There seems to be two main objections. The first is that my proof leads to contradictions. This is an attempt to prove a contradiction to Tennebaum's theorem. If this proof is valid it can be used to prove anything including the idea that every set of natural numbers is recursive. Initially, I was trying to prove every finite set of natural numbers is recursive. This is enought to derive a contradiction. I was able to simplify the proof when I realized the set could be countable instead of finite.

The second objection is $\mathbb{A}$ is not a recursive set. This is not accurate. One can argue that addition as defined by $\mathbb{A}$ is not recursive. This is irrelevent to my argument. I make no assumptions about how $\mathbb{A}$ defines addition. I only assume $\mathbb{A}$ exists and is countable. I think the fact there is an injection from $\mathbb{A}$ to the standard natural numbers is enough for my proof to go through.

Answer 1

The flaw is the same as in this argument:

Let $A \subseteq \mathbb{N}$ be an infinite set of natural numbers that is not computably enumerable. Then $A$ is countably infinite; let $f \colon \mathbb{N} \to A$ be a bijection.
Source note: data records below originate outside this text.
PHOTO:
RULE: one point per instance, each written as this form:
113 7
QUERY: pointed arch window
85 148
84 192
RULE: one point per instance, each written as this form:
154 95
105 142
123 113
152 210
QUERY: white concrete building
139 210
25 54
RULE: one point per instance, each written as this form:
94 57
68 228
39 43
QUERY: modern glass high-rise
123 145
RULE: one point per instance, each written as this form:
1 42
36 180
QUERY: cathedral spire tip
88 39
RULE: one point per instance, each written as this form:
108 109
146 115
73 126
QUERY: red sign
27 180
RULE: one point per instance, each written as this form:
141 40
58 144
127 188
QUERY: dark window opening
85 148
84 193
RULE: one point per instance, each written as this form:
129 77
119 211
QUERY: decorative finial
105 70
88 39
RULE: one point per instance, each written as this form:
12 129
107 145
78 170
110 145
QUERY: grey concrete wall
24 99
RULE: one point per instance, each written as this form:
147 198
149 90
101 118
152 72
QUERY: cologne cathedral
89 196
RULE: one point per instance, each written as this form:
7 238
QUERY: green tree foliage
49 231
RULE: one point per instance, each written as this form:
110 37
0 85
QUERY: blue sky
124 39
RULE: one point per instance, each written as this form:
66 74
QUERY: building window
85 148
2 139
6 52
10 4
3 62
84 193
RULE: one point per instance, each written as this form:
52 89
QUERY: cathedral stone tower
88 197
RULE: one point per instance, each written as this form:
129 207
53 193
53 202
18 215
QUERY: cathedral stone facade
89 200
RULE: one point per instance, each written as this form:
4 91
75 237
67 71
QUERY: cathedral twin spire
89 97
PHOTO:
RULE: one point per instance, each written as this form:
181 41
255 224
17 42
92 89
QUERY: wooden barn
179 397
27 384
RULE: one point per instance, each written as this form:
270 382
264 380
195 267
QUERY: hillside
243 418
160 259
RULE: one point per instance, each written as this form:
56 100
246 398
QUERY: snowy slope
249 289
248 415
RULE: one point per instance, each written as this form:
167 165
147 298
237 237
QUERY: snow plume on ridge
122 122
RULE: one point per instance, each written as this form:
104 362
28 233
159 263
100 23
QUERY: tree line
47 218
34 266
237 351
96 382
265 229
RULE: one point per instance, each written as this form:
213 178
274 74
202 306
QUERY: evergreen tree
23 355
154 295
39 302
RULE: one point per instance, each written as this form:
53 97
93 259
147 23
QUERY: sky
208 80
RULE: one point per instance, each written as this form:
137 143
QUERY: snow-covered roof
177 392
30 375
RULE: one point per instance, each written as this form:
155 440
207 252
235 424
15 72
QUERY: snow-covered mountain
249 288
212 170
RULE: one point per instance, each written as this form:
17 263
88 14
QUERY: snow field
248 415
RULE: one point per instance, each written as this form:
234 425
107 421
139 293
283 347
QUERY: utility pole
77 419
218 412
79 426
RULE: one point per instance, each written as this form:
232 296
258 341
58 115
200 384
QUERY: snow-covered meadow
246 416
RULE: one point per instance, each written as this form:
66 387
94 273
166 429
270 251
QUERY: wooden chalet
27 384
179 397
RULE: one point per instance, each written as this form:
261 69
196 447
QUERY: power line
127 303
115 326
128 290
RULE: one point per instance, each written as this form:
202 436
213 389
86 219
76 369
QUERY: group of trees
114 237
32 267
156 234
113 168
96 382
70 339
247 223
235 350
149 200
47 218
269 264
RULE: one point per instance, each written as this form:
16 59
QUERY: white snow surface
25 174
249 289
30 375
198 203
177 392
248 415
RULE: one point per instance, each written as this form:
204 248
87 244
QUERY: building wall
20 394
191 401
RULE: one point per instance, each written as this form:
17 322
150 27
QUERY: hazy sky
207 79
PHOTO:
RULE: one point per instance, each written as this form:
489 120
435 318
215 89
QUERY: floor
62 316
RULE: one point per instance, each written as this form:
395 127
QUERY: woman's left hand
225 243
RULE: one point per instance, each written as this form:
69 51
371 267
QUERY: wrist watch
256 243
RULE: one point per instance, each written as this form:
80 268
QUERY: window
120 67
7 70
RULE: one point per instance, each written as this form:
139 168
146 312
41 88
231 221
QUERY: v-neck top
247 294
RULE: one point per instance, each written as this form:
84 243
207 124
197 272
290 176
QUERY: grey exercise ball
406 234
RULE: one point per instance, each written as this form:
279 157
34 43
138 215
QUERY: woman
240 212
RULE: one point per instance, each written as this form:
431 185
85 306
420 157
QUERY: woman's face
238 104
We can enumerate $A$ as $f(0), f(1), f(2), \ldots$. This gives a procedure for enumerating $A$, so $A$ is computably enumerable, which is a contradiction.

The bijection $f$ in that argument will not be computable, and so the procedure given is not effective. It is true that every countable set is in bijection with the natural numbers, but the bijections are rarely computable.